Jeder der Kunden bekommt an seinen Reben ein Holzschild mit dem Namen. Auf der Website können die Rebenpaten auf ihre Website verlinken. „Auch wollen wir zum Beispiel einen Wettbewerb für die Gestaltung des ersten Etiketts veranstalten", sagt Grahe. Bevor es so weit ist, müssen aber noch einige Reparaturen auf dem Grundstück erledigt werden, ­unter anderem muss die Zisterne auf ­Vordermann gebracht werden. Deshalb haben die Grahes - ganz im Sinne eines Community-Gedankens - eine Crowdfunding-Kampagne gestartet. Als „Dankeschön", wie bei dieser Art von Finanzierungsmodellen üblich, gibt es - Rebenpatenschaften. 2020 soll der erste Jahrgang im „WeinFeldSineu" entstehen. Im Gegensatz zu anderen Hobbywinzern haben die Grahes einen eher bescheidenen Anteil an Reben für sich selbst reserviert: eine einzige Rebe. „Die Nummer 13, das ist unsere Glückszahl."

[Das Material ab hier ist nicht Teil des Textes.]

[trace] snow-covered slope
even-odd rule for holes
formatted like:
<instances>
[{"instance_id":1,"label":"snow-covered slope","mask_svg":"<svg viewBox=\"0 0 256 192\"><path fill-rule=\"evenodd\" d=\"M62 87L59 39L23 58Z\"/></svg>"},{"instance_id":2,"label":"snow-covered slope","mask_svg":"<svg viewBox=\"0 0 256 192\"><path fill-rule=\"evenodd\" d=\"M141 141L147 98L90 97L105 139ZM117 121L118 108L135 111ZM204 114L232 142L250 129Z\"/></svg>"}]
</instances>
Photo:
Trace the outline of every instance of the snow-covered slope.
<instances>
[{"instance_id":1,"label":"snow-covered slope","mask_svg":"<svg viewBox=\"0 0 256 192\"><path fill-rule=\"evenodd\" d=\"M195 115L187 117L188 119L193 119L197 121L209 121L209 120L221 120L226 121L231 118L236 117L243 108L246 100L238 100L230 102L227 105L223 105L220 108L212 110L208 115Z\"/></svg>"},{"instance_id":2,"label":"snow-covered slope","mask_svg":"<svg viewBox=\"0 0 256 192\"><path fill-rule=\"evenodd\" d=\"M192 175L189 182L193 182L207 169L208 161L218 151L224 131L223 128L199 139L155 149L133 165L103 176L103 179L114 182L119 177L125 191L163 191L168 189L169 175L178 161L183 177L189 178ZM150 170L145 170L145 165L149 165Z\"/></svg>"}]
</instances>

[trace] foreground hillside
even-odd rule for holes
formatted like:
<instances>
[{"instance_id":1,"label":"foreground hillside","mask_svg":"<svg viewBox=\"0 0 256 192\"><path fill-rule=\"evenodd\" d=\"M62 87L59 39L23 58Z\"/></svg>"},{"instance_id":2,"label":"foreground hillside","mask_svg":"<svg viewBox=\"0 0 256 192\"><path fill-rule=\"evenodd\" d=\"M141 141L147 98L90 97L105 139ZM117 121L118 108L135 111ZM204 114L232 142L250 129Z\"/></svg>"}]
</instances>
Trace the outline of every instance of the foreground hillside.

Hoffentlich ist sie das auch für ihre Geldgeber. Vertretern einheimischer Winzer auf Mallorca sind derlei deutsche Geschäftsmodelle nicht bekannt. Weder Antoni Bennàssar von der D.O. Pla i Llevant noch Andreu Oliver, lang­jähriger Vorsitzender der Vereinigung Petits Cellers haben davon gehört. Im Prinzip, so sagen sie, würden sie den ausländischen Enthusiasmus begrüßen. Das sei doch „fantastisch", sagt Oliver. Er fügt aber sogleich hinzu, dass ihm die immer größeren Landkäufe ausländischer Investoren Sorgen berieten. Auch Bennàssar warnt vor „Spekulation" und hofft darauf, dass die Neu-Winzer sich tatsächlich auf die Insel einlassen, auch längerfristig dabei bleiben und keine verbrannte Erde hinterlassen.

Der Faktor Zeit ist auch für Klaus Heinemann, den von schnellen Renditen erfolgsverwöhnten Luftfahrt-Manager, der sich erst nach dem Kauf seiner Finca überlegte, was er mit ihr anfangen sollte, in dieser Hinsicht eine neue Erfahrung. „In der Landwirtschaft muss man anfangen, in längeren Zeiträumen zu denken. Beim Weinanbau vergehen vor dem ersten Ertrag fünf Jahre - wenn denn alles gut geht." Einen eigenen Wein anzubauen, sei für ihn eine Frage der „Leidenschaft - mit etwas wirtschaftlichem Verstand."